И тут двигатель, который и так уже ревел в агонии, взял, вероятно, самую высокую ноту в своей жизни. Вертолет вздрогнул и также бочком медленно вошел в вираж, оторвавший его от земли. Метелки выпрямились, потом стали меньше, потом превратились в кусок шелковой ткани, переливавшейся под ветром.
В меня стреляли не раз — я могу даже сказать, много раз. На моих глазах, совсем рядом со мной убивали и товарищей, и друзей, и моих самых близких. Но это все было по-другому. Человек стоял с тобой рядом, а в следующий миг он падал. Ты понимал, что на его месте мог быть ты, но ты не глядел в лицо своей смерти.
Для этого нужно было бы, чтобы ты увидел пулю, которая вылетела из чьего-то «ствола», чтобы ты видел, как она медленно летит в тебя, и в последний момент заметил, что она летит мимо. Все дело в скорости! А приближение земли у меня было время рассмотреть.
И знаете, что? Я вспомнил про молитву. Критический момент был позади, но тогда у меня не было никаких мыслей, только тупое ожидание финального столкновения. Не было и фильма изо всех важных и неважных событий жизни, который, как утверждают, проносится в сознании перед самой смертью. Но что мешало вертолету грохнуться через какой-нибудь десяток километров? И я стал молиться.
Разумеется, я был воспитан атеистом. Все, что я знал о христианстве, было рассказано нам с моей первой женой Ритой во время подготовки в Лесной школе КГБ под Москвой. Потом, уже на Кубе, где перед заброской в Штаты мы два года осваивали местный испанский, мы прошли практические занятия. Анхель и Белинда, наши друзья, которые должны были превратить нас в настоящих кубинцев, не раз ходили с нами в церковь, где мы освоили все католические обряды. Мы изредка, по большим праздникам, ходим в церковь и в Нью-Йорке: Джессика — католичка, как, соответственно, и наш сын Бобби. Так вот, из всего этого запаса знаний в нужный момент не всплыло ничего. А вспомнилась мамина молитва, которой ее научили ее две православные московские бабушки. Молитва такая: «Владычица моя, Пресвятая Богородица, спаси и защити мя!» Я никогда в жизни не произносил ее — ни вслух, ни мысленно. У меня свой способ встречать сложные ситуации: я смотрю на себя со стороны и свысока, с расстояния двух рук, вытянутых под углом в 45 градусов. Но в тот момент и это мне не пришло в голову. Вспомнилась молитва, которую я услышал когда-то очень давно, и не догадывался, что она все еще хранится у меня в памяти.
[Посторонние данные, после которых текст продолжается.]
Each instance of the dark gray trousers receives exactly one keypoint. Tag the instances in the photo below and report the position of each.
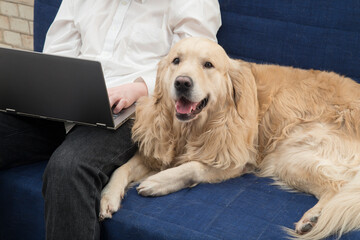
(79, 166)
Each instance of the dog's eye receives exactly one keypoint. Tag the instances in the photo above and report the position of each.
(208, 65)
(176, 61)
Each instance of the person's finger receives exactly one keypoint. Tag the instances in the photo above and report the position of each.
(113, 100)
(121, 104)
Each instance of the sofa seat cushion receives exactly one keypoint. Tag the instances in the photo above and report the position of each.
(247, 207)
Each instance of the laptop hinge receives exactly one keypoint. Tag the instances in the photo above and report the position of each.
(10, 110)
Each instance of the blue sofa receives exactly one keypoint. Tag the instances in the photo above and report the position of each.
(321, 34)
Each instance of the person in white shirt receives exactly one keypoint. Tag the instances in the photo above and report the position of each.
(128, 37)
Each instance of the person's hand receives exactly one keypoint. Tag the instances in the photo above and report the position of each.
(125, 95)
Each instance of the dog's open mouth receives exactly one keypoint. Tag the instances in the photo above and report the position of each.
(187, 110)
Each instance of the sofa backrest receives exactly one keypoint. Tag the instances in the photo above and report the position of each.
(318, 34)
(321, 34)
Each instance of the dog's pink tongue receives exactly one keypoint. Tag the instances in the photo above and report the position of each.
(184, 106)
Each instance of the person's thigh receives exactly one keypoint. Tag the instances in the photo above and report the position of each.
(75, 175)
(25, 139)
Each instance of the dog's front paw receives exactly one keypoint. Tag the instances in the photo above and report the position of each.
(306, 223)
(108, 205)
(151, 187)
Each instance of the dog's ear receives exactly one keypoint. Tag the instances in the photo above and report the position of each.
(159, 85)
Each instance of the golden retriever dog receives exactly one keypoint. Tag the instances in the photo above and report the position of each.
(212, 118)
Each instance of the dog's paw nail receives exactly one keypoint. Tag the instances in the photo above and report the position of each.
(306, 228)
(314, 219)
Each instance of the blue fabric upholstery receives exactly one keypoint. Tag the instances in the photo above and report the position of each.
(321, 34)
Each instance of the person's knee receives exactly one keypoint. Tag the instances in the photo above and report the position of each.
(61, 171)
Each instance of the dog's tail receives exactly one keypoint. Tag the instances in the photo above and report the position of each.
(340, 215)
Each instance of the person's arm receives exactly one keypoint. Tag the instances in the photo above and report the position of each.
(62, 37)
(199, 18)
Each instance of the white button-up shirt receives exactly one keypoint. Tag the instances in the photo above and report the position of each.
(129, 37)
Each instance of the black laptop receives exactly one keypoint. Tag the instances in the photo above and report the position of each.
(56, 88)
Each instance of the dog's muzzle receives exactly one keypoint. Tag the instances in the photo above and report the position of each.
(183, 86)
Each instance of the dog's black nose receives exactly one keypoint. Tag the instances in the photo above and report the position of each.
(183, 83)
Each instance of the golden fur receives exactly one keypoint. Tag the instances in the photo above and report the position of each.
(300, 127)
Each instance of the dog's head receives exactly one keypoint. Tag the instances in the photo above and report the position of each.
(194, 76)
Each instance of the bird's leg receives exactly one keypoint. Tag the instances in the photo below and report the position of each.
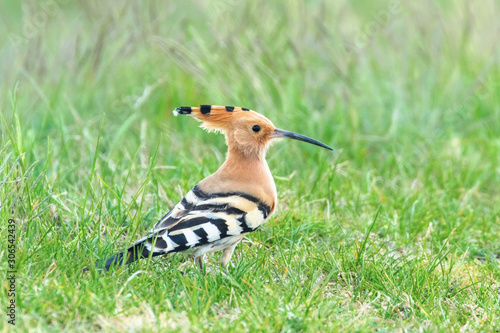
(226, 256)
(199, 261)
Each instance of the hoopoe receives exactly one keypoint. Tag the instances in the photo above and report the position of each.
(220, 210)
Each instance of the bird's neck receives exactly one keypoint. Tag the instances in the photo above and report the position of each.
(245, 173)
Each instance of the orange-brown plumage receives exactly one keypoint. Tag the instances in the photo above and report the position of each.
(221, 209)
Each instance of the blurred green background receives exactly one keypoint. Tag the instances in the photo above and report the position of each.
(408, 94)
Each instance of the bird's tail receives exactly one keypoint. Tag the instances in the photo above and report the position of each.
(140, 250)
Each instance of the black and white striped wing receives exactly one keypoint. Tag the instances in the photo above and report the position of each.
(201, 218)
(216, 219)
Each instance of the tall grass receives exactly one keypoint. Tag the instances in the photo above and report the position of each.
(397, 229)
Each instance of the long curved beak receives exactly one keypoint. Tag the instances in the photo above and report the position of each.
(279, 133)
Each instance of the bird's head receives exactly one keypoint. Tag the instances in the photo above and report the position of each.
(246, 131)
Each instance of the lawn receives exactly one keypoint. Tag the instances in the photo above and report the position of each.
(397, 229)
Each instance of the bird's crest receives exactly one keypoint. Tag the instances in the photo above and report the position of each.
(216, 117)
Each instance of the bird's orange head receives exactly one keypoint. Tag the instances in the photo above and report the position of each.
(245, 130)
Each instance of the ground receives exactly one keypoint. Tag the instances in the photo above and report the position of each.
(396, 230)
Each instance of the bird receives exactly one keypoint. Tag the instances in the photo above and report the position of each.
(217, 213)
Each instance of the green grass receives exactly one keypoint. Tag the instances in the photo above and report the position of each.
(397, 230)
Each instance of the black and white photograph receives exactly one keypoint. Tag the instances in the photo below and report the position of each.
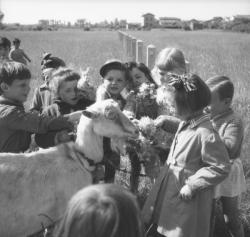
(124, 118)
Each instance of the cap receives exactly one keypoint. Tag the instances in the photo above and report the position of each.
(16, 40)
(112, 64)
(51, 62)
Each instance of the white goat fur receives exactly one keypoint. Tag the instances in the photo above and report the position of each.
(43, 182)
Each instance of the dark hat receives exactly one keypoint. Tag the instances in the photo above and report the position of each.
(4, 42)
(112, 64)
(16, 40)
(51, 62)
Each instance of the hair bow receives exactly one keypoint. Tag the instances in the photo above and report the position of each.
(181, 81)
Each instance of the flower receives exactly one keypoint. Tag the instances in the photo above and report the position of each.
(147, 91)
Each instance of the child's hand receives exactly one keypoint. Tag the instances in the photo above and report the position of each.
(186, 192)
(160, 120)
(62, 137)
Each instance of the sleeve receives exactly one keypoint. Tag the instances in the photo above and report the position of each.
(36, 103)
(130, 106)
(101, 93)
(27, 121)
(232, 138)
(47, 139)
(171, 124)
(216, 165)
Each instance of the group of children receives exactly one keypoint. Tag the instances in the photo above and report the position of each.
(203, 162)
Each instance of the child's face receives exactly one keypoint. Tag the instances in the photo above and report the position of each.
(218, 105)
(18, 91)
(138, 77)
(68, 92)
(114, 81)
(163, 74)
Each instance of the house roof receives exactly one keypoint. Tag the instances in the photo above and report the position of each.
(170, 18)
(147, 14)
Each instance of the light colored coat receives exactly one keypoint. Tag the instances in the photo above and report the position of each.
(42, 182)
(199, 159)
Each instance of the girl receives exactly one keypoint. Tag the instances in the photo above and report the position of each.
(136, 107)
(64, 87)
(43, 96)
(115, 78)
(180, 202)
(100, 211)
(168, 60)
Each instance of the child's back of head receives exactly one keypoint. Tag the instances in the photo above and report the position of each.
(169, 60)
(100, 211)
(10, 71)
(223, 85)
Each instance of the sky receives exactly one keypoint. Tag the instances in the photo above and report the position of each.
(30, 11)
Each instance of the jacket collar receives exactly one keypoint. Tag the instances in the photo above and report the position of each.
(223, 114)
(6, 101)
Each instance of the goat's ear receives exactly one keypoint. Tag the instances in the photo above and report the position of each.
(89, 114)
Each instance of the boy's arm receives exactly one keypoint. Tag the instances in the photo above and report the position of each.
(216, 165)
(232, 138)
(168, 123)
(35, 123)
(36, 103)
(26, 56)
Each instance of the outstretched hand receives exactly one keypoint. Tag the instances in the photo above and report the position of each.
(186, 192)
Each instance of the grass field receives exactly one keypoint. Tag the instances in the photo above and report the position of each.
(209, 53)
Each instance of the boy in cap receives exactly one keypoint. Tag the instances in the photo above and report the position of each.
(43, 96)
(18, 54)
(4, 49)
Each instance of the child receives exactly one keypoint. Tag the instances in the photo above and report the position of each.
(140, 74)
(42, 96)
(230, 128)
(180, 202)
(4, 49)
(103, 210)
(168, 60)
(115, 78)
(18, 54)
(64, 86)
(16, 125)
(138, 106)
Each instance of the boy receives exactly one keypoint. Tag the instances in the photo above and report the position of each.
(4, 49)
(18, 54)
(230, 128)
(43, 96)
(16, 125)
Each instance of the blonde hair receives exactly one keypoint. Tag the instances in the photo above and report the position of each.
(60, 75)
(170, 59)
(102, 210)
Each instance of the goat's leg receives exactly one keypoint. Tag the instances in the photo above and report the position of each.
(135, 171)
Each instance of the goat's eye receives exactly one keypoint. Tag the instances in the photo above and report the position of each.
(112, 115)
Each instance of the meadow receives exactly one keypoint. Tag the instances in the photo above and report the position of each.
(209, 53)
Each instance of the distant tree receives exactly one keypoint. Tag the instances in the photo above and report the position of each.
(80, 23)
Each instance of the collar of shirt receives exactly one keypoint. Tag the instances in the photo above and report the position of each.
(7, 101)
(194, 122)
(223, 114)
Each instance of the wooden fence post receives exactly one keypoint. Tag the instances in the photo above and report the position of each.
(133, 49)
(151, 53)
(139, 51)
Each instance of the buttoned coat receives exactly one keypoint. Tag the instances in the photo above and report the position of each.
(199, 159)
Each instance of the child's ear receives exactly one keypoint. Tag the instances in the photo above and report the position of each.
(228, 101)
(4, 86)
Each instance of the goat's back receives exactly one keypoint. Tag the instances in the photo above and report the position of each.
(36, 184)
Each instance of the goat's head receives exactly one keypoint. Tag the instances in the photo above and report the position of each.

Знаете, что еще? Мне было неловко молить о собственном спасении. Я всегда ненавидел просить за себя. Может быть, в этом и было некое лицемерие — даже перед самим собой и даже перед лицом смерти, — но я представил себе мою маму, которая по-прежнему живет в Москве и с которой мы только что провели вместе целую неделю, представил себе Джессику, ее мать Пэгги, с которой мы очень дружны, моего одиннадцатилетнего сына Бобби. Я представил себе их горе, когда они узнают о моей гибели, — а мы все еще были в воздухе, и двигатель вертолета по-прежнему ревел из последних сил. И я стал молиться. Слова были такие: «Владычица моя, Пресвятая Богородица, ради наших близких, спаси и защити нас всех! Если это возможно».
Глупо? Тем не менее я успел произнести эту молитву добрую сотню раз. В сущности, я не переставал повторять ее про себя до тех самых пор, пока наш вертолет не коснулся колесами пожухлой травы посреди превращенной в аэродром спортивной площадки в центре города Талукана.